Bien différente est le projet proposé à Giovanni Mirabassi (né à Perugia en 1970) : la rencontre entre ses deux univers de prédilection, le jazz et la chanson, entretenant avec cette dernière des rapports amoureux depuis 1993 lors de ses premiers engagements professionnels en France. En une dizaine d’années, il composera plus de 80 musiques pour chansons notamment pour la chanteuse Agnès Bihl et se produit et enregistre avec Nicolas Reggiani, petit fils de Serge. C’est peu de dire « qu’il connaît (toute) la chanson », de la plus populaire (Sevran, Lama) à la plus sophistiquée (Jeanne Chéral, Alexis HK). Ce n’est certes pas la première rencontre entre jazz et chanson, mais il semble là que le pianiste expose et explore les espaces libres du jazz pour donner à la musique ainsi qu’aux paroles (Lester Young disait toujours penser autant au texte qu’à la mélodie) une nouvelle dimension, totalement instrumentale.

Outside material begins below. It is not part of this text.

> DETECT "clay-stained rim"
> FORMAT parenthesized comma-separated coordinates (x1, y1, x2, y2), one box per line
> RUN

On pourra s’interroger sur le choix des morceaux (les plages 1, 5 et 15) mais pas sur la façon d’extraire (et de faire passer) l’émotion qu’il connaît sur le bout de doigts fort agiles et ainsi offrir une nouvelle vie à ces chansons (compenser l’absence de mots par de musique en plus de la musique).

Laissons la conclusion à Serge Lama : Monsieur Mirabassi secoue la branche, où les fruits sonores des notes sont accrochées, dans l’insoumise harmonie du feuillage.

On ne saurait mieux dire.


Deux disques en piano solo.

> Les titres :

Bruno Angelini / never alone :
1/ Immersion. 2/ Laura. 3/ Blue Monk. 4/ Where Flamingos fly. 5/ Seasons in the Sun. 6/ Summertime. 7/ Lover Man. 8/ Sometimes I feel like a motherless Child. 9/ When Sunny gets Blue. 10/ Love isn’t Everything. 11/ Left Alone.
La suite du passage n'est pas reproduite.